The abrasive sound accosted my ears nearly as much as my deranged screams but was effective in pulling me from the gutter. The emergence of CO Cole was like an additional bucket of ice water dumped onto my head and effectively doused any burgeoning desire Mr. Seker had ignited.
“Ah, Cole, thank you for allowing me time with Miss Grey. I think I have the information I need. You may return her to her accommodations. I will await my escort.”
My head swiveled between the two men at the familiar tone and cryptic words. What information? I don’t give out information freely. But even with his welcoming openness that had lured my humor out, I hadn’t said a peep to him about the murder I was accused of.
Cole dipped his head and reached for me without a word. His hand found my arm, leading me back out into the corridor as the door closed quietly with a snick.

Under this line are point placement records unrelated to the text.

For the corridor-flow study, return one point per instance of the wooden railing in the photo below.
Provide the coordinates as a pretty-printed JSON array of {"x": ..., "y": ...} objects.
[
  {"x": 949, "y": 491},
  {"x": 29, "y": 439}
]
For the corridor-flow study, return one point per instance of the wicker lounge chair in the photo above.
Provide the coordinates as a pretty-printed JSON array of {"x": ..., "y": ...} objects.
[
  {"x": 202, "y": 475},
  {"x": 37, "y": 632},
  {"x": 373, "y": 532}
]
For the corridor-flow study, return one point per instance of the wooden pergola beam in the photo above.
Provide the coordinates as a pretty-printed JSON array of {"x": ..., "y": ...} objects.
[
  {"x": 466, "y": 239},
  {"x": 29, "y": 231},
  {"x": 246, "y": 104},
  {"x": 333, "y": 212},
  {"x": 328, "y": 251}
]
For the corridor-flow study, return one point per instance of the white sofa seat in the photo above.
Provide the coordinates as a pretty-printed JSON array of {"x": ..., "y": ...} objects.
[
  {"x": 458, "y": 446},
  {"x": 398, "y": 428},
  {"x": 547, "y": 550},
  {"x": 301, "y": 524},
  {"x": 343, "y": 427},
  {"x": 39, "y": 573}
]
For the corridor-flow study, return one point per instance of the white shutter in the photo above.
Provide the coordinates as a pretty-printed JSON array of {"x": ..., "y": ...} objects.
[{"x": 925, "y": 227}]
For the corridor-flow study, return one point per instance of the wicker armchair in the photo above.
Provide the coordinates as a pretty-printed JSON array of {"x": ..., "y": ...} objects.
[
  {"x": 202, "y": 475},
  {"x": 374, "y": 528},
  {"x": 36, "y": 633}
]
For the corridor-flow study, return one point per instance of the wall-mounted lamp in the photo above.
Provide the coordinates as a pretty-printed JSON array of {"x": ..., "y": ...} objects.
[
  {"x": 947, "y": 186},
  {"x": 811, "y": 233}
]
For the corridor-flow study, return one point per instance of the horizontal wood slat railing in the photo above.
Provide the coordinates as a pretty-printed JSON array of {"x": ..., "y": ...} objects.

“You let it slam before just to unnerve me, didn’t you?”
His cocky smirk told me he had. Douchebag.
“Where to now?”
“Somewhere where you won’t bother me.”
Yep. Total douche.
◆◆◆
From the moment the silver-haired woman had entered the room, Seke had been positive she was a banshee. The banshee. He hadn’t dared to hope one had survived being hunted, let alone completely evaded their world for more than twenty years. But one had—and dropped right into his lap, sentenced to the very prison his team had been deployed to for their latest assignment. She’d even pinpointed their target, something the unit hadn’t had the luxury of since their union.